When I did my IM rotation, we rotated with hospitalists and they did work hard, but their schedule was their own. They had a collective pt load (about 15-25 pts per hospitalist) and made their own daytime hours, basically 7am to 3pm or 9am to 6pm during the day for 3 weeks; then worked 5 weeks of of Fri, Sat, Sun only shft, and had 2 weeks of overnight 7pm-7am for admissions. They had short call during the day shift weeks until 7pm Q4. After every cycle of 10 weeks they got 2 weeks off. I would estimate them working 60-75 hrs/week. They signed out to eachother by group email, and the overnight/on call person who did the admissions split up the patients evenly.
They worked for the hospital and handled all the service patients (no insurance, no PCP, PCP w/o admitting priviledges in the hospital). They managed the patients then signed them out to their PCP by phone or found them a PCP upon discharge. They handled every aspect of the patients care, often touching base with the PCP to maintain continuity (the outpatient PCP would know things like family history, number of admisstions, etc, etc..). They did call consults, but that was only to have another person agree with the plan. This allowed sharing of liability, and it wasn't like they didn't know what to do once the consult was called.
Our teams consisted of: hospitalist, senior resident, intern, and two students.
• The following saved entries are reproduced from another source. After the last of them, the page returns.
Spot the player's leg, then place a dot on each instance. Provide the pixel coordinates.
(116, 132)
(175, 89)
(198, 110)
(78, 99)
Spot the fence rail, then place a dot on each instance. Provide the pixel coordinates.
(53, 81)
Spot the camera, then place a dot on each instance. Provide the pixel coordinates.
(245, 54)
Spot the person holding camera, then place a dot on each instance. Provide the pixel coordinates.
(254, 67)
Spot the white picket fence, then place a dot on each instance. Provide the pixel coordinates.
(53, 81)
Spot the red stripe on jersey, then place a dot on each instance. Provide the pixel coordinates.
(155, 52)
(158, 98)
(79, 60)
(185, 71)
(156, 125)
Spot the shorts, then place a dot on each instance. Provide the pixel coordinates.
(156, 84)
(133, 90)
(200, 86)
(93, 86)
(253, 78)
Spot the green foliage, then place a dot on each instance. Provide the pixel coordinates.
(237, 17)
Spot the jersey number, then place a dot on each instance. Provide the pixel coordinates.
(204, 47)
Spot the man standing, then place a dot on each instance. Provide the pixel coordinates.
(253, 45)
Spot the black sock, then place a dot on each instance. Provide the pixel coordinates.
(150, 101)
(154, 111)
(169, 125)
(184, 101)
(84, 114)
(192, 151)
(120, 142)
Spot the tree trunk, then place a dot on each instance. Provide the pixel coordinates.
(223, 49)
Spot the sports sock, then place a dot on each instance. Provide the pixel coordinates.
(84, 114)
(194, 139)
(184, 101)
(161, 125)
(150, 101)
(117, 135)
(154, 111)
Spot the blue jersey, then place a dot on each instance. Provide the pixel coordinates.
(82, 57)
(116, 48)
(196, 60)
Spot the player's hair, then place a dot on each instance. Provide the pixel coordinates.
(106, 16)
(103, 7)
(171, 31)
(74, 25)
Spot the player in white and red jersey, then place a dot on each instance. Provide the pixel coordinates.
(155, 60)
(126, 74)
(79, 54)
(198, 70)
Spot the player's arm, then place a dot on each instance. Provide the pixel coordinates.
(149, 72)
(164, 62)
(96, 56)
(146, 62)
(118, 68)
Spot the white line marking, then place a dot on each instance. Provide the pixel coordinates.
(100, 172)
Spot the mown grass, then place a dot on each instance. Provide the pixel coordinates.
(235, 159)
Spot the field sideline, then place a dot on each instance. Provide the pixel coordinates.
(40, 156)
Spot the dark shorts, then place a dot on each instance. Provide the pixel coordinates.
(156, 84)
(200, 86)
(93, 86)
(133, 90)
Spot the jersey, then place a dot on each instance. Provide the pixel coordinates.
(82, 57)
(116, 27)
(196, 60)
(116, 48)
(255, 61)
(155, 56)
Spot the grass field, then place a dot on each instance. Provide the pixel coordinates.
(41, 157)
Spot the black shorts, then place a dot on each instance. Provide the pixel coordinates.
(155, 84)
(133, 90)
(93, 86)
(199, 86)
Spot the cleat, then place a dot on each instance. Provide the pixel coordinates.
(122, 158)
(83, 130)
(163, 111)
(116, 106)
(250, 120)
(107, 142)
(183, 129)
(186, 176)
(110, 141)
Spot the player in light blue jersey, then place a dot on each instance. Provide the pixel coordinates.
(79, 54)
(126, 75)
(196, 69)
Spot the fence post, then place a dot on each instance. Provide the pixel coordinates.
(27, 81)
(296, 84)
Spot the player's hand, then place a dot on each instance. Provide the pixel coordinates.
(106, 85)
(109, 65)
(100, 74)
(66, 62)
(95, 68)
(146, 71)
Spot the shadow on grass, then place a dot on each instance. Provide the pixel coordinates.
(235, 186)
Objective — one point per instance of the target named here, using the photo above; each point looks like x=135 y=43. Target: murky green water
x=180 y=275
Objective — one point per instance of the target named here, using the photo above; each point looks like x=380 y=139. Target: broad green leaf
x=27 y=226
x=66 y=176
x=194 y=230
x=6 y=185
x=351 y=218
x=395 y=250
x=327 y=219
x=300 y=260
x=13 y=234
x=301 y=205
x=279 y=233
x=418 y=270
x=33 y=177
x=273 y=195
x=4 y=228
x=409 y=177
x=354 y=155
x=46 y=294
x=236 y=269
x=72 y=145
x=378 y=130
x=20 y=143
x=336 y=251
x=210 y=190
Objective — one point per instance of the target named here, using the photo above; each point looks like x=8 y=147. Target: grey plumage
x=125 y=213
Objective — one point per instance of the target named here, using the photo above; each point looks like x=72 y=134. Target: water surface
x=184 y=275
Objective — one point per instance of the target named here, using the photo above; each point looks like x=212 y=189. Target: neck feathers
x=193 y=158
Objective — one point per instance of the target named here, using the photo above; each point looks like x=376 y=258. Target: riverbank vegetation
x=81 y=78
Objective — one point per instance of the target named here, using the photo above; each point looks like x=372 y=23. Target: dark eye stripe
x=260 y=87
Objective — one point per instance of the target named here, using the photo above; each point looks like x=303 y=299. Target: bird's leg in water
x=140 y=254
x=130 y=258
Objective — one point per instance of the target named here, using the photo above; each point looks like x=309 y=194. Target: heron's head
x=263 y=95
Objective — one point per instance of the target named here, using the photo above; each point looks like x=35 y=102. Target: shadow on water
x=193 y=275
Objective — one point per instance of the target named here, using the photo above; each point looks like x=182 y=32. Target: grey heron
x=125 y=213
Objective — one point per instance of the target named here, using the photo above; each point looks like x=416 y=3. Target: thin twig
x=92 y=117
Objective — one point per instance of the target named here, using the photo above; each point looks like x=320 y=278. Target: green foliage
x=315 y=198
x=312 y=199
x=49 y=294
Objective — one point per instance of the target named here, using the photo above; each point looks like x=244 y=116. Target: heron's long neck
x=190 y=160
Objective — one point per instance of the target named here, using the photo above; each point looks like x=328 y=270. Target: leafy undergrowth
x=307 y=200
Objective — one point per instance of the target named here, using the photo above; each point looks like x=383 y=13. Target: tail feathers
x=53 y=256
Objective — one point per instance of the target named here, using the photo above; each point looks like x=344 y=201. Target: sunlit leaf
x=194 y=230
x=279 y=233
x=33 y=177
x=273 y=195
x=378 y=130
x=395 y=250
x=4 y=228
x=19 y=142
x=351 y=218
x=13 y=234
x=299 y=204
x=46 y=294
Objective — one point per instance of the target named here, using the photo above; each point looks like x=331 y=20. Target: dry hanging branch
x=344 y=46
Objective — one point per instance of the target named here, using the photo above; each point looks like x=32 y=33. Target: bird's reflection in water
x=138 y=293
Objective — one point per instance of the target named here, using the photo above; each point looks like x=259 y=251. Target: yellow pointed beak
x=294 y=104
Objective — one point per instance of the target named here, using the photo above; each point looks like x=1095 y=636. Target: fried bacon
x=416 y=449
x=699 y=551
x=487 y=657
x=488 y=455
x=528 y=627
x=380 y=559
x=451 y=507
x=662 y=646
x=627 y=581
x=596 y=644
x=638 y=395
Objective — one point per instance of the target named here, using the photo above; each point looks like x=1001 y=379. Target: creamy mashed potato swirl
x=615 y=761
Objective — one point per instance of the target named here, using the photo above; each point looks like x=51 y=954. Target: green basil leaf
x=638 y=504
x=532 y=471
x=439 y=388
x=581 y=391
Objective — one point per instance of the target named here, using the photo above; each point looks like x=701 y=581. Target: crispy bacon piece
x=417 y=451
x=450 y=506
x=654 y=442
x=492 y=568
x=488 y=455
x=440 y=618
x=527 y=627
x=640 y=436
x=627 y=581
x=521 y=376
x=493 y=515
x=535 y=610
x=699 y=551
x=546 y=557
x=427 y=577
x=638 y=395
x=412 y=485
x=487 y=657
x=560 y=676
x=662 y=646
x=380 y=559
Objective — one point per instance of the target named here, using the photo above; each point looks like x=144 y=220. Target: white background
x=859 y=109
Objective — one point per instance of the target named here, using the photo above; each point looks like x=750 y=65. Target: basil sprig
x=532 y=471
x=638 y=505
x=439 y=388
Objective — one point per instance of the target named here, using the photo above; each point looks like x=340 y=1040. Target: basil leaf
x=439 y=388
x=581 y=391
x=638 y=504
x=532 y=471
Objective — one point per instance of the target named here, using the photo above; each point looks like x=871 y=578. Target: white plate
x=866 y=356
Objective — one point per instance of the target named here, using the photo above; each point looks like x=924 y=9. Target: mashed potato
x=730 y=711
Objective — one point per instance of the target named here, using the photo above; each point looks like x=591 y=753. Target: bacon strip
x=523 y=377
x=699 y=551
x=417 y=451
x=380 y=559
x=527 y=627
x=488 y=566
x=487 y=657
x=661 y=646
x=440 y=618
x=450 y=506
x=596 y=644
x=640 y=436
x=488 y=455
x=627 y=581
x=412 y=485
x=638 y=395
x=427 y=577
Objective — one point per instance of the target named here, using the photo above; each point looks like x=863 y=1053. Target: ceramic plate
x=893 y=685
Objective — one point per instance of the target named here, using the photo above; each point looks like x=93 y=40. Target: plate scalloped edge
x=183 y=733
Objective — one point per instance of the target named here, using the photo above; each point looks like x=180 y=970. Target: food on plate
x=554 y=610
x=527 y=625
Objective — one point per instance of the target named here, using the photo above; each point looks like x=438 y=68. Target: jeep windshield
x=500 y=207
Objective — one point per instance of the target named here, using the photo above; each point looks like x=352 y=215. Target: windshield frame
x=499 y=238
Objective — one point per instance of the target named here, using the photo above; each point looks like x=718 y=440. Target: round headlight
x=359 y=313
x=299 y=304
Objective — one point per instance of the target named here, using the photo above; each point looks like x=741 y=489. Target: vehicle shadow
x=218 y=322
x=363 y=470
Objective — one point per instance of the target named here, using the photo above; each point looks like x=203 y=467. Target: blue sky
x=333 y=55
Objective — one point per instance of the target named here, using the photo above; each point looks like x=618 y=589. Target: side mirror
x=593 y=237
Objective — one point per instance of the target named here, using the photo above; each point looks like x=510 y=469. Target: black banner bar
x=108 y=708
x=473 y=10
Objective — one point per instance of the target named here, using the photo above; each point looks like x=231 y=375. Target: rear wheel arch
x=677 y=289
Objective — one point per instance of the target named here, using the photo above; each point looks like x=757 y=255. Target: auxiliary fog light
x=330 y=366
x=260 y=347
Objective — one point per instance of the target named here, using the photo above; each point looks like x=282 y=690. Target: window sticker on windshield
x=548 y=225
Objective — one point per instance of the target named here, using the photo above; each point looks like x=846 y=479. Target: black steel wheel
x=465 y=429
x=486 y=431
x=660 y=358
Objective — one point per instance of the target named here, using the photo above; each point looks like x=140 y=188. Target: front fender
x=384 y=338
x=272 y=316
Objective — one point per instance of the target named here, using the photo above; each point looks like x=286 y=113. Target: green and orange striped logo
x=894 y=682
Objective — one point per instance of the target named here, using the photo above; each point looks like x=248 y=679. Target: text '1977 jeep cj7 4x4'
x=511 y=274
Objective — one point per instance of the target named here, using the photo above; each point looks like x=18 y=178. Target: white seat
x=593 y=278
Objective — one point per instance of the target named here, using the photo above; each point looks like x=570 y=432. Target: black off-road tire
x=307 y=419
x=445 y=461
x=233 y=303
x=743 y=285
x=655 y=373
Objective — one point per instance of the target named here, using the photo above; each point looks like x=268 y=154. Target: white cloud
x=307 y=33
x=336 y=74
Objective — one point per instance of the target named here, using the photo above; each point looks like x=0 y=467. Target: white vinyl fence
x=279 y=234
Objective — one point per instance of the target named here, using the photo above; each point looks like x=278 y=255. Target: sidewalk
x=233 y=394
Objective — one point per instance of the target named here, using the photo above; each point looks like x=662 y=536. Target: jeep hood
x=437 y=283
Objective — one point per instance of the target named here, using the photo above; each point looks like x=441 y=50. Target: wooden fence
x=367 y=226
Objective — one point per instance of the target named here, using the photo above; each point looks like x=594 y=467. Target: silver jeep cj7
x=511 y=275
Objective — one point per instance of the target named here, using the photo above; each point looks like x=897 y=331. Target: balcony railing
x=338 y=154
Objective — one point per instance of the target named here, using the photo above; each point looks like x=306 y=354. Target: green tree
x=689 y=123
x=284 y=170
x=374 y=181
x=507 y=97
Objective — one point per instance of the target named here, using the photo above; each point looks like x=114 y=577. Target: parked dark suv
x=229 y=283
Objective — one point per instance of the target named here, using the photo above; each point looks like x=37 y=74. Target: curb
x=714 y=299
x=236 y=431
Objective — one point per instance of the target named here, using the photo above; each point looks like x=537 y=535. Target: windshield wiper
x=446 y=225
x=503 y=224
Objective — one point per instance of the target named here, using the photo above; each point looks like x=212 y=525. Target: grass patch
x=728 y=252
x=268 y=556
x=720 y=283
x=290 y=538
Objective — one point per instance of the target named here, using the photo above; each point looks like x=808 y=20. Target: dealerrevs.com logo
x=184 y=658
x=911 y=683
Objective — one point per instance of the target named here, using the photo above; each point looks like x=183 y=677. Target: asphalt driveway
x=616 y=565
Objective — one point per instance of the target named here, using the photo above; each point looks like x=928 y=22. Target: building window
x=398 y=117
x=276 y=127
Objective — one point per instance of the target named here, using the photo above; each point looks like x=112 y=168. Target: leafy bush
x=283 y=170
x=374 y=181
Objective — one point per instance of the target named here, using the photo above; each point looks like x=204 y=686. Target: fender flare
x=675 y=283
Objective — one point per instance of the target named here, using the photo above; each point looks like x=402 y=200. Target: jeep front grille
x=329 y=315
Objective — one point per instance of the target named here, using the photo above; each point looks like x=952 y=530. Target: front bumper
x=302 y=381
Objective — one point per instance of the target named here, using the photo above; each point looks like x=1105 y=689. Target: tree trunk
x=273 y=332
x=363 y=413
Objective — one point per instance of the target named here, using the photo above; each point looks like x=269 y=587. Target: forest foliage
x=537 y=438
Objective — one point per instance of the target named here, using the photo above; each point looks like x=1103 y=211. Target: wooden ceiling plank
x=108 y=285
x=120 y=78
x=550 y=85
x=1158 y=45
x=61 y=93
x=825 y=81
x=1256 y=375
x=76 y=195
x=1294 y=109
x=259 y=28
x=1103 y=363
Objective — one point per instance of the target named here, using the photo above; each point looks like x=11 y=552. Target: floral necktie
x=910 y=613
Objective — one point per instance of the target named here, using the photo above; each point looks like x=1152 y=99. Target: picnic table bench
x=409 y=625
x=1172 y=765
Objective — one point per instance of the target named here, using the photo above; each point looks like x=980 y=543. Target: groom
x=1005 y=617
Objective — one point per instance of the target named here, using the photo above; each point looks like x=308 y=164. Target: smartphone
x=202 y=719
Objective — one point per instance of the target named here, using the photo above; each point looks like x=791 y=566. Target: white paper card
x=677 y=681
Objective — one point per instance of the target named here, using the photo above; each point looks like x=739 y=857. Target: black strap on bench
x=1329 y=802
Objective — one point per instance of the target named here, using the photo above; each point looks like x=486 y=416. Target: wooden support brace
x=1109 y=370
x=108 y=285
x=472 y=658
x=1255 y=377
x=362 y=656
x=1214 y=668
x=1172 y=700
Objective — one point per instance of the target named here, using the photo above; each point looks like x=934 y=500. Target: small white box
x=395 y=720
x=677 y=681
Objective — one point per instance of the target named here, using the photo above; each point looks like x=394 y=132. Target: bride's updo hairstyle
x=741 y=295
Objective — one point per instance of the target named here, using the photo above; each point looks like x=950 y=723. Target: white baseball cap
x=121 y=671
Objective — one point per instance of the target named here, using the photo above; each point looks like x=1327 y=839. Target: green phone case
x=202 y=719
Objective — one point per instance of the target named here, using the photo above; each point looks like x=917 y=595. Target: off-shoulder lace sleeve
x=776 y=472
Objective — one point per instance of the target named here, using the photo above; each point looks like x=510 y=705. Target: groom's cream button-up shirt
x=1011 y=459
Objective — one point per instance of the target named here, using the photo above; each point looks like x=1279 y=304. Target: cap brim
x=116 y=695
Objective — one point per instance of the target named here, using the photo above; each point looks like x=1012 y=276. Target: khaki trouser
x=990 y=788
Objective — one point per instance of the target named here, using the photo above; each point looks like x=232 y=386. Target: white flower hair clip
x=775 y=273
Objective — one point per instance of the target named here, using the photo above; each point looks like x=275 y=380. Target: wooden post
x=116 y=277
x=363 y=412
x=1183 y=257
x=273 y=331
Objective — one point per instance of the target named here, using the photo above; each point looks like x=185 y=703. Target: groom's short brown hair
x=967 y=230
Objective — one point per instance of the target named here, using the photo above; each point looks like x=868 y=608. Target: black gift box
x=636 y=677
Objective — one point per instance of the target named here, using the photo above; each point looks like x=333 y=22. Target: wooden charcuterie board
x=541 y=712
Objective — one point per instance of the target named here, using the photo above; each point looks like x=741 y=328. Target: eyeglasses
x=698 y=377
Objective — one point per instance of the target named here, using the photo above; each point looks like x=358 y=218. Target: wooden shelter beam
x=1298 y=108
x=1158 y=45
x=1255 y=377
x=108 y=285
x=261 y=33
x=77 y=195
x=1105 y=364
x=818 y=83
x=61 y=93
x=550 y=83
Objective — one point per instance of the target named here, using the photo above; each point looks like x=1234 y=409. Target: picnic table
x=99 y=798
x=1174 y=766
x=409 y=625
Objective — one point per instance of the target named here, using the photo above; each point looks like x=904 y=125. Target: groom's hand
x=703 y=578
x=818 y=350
We all split up the work and the day ended when we were done. We had to be there at 7am to get the new patient list and round with the resident, and met up with the hospitalist when they arrived for the day. We then rounded on everyone, split up the list, did what we had to do, break for lunch, and did rounds at the end of the day to go home. The whole day the hospitalist is seeing patients, meeting with the family, and overseeing our work. The resident/intern/student assigned to the patient did all the scut/ordering of labs/consults under the hospitalist's recommendations. We each had about 2-5 patients to manage.
Teaching happened during the rounds when we would discuss an interesting case, and occasionally we would all present up to 10 minutes a random topic we were assigned during the day.
The only down side I saw to it was the lack of continuity once the shift changes or if the pt is discharged. And pts with long admissions have to see their doctor change every few weeks without warning alot of the time.
I think it is really good to have a hospitalist service in a hospital, or part of a primary care group to provide the best care for a patient. I think it's a very good job for IM, FP or Med/Peds residents fresh out of residency.
Oh and I forgot to add that starting salary was 150K + a percentage of the revenue billed to insurace for service patients. not bad.... and your referral base is strong if you would like to set up a private practice in the area since the specialists already know you.